Sunday, 24 January 2016

La balanza virtual


‘‘...en cuanto a la riqueza, ningún ciudadano deberá ser tan rico como para comprar a otro, ni tan pobre como para venderse a sí mismo’’
Jean-Jacques Rousseau (1712-1778) filósofo francés

El conflicto entre taxistas y Uber es una radiografía de lo que le sucede a una sociedad sin reglas.
Reglas mínimas para la convivencia es lo que los sistemas politizados que habitamos necesitan, ya que entre más grande la comunidad más requiere de lineamientos para que funcione. Esta es la base del contrato social, el cual se refiere a las obligaciones que cada parte tiene con la otra de acuerdo a los objetivos que todos se han fijado en común.
Lo malo es que confundimos reglas con intervencionismo patriarcal, ya que hemos llegado a un nivel de hartazgo increíble.
Hemos privilegiado la seguridad al grado de sacrificar nuestras libertades. Por eso ya no nos asusta el que una Policía Federal, armada con alto calibre, detenga arbitrariamente a quien considera sospechoso de ser uberista. Ulteriormente, esto sí es intervencionismo patriarcal, y del más antiguo.

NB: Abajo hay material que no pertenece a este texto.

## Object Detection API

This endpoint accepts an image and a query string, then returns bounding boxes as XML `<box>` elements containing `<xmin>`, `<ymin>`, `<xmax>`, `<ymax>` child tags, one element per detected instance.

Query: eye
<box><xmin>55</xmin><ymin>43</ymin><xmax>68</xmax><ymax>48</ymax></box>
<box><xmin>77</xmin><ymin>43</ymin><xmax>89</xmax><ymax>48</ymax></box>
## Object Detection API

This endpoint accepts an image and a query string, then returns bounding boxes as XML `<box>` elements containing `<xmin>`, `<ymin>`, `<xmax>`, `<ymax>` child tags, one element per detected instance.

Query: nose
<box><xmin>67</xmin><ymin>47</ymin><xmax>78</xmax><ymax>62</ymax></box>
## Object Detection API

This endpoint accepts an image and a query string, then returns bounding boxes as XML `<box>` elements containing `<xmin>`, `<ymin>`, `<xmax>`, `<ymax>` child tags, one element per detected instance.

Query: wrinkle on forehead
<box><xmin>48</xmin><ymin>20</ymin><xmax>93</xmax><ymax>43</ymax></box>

Necesitamos darnos cuenta de que el autoritarismo que ahora sufrimos es el efecto lógico de una sociedad que no se impone límites. Al final, cuando nadie respeta nada siempre tendrá que enfrentar la represión autoritaria.
Quién sabe cuándo fue exactamente que se nos convenció de que la mejor forma de salir adelante y progresar es dejárselo todo a la competencia desenfrenada y a los libres mercados des-regulados.

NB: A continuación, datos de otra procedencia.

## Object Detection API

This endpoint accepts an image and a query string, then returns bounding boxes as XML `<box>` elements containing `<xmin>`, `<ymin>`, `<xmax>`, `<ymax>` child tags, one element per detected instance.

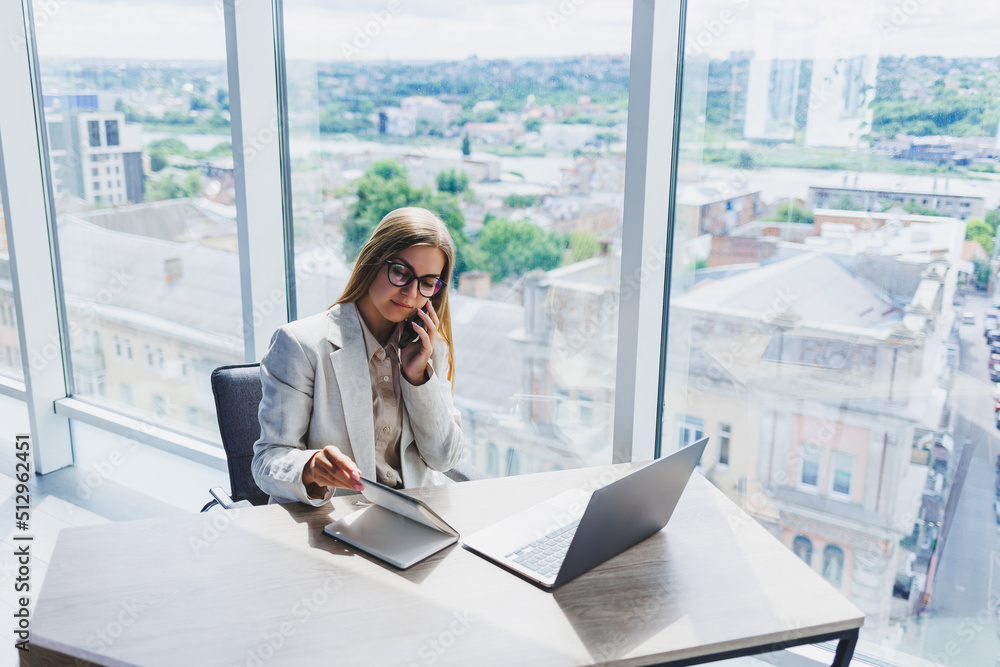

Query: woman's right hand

Cuidado, no propongo el socialismo, pero sí es fundamental que entendamos que proteger al medioambiente y los bienes públicos no es socialismo. Estas son piezas clave para la armonía y el buen vivir, alimento para la república que tanto presumimos.
Empresas como Uber, independientemente del buen servicio que ofrezcan, simbolizan el triunfo de la sociedad despersonalizada, esa que apenas requiere de la mínima interacción para proliferar. Si mal no recuerdo, el intercambio de cosas, favores, productos y hasta dinero alguna vez se vendió como la base de cualquier comunidad.
Es en ese sentido que los billetes –mismos que la economía posmoderna busca eliminar en pro del crédito– llevan impresos los héroes nacionales. Se suponía que en el intercambio de esas imágenes estaba la construcción simbólica de la patria y el sentido colectivo de la comunidad. En esa línea, el dinero acuñado e impreso sustituyó a los íconos religiosos del pasado, que a su vez servían funciones similares desde la perspectiva religiosa.
El hiperindividualismo es la joya de la corona del neoliberalismo, ideología económica y cultural que prioriza el interés individual sobre el comunitario. En cuanto al discurso político, el neoliberalismo se ampara en todo tipo de eufemismos (¿reformas?) y demás alteraciones lingüísticas para tratar de seducir a la comunidad de entregar sus bienes públicos. Todo para que el sector privado supuestamente le de a la gente la calidad de vida tan añorada. Eso sí, una cosa es ser iniciativa privada y echar a andar negocios y empresas. Otra muy distinta es ser un apostador aprovechado del bien común.
Esto, porque bajo la justificación de que hay quien es mucho más eficiente hemos privatizado Pemex y la banca, mientras que al nivel micro hemos permitido que las grandes corporaciones alimentarias destruyan al campesino y al abarrotero citadino.
El descontento social que actualmente sufrimos no emana de gente floja ni maligna, como muchos medios de masa lo aseveran. El enojo institucionalizado que desestabiliza a nuestra sociedad tiene causas específicas, siendo la más reciente la destrucción y venta del manglar de Tajamar, en Quintana Roo.
Por eso propongo que en vez de seguir buscando culpables mejor hagamos presencia en espacios públicos para gradualmente reconstruir el tejido social. Debemos saber qué es lo que nos corresponde, para después no sorprendernos cuando nuestros 'ilustrados' gobiernos traten de llevarnos a sus estadios privados nuevos, así como el que ahora fraguan para beneficiar a los Tigres.
Ya sabemos cuáles son las prioridades de esos que se presumen como nuestros ‘‘líderes’’. La pregunta es ¿les seguiremos creyendo o por fin reclamaremos lo nuestro?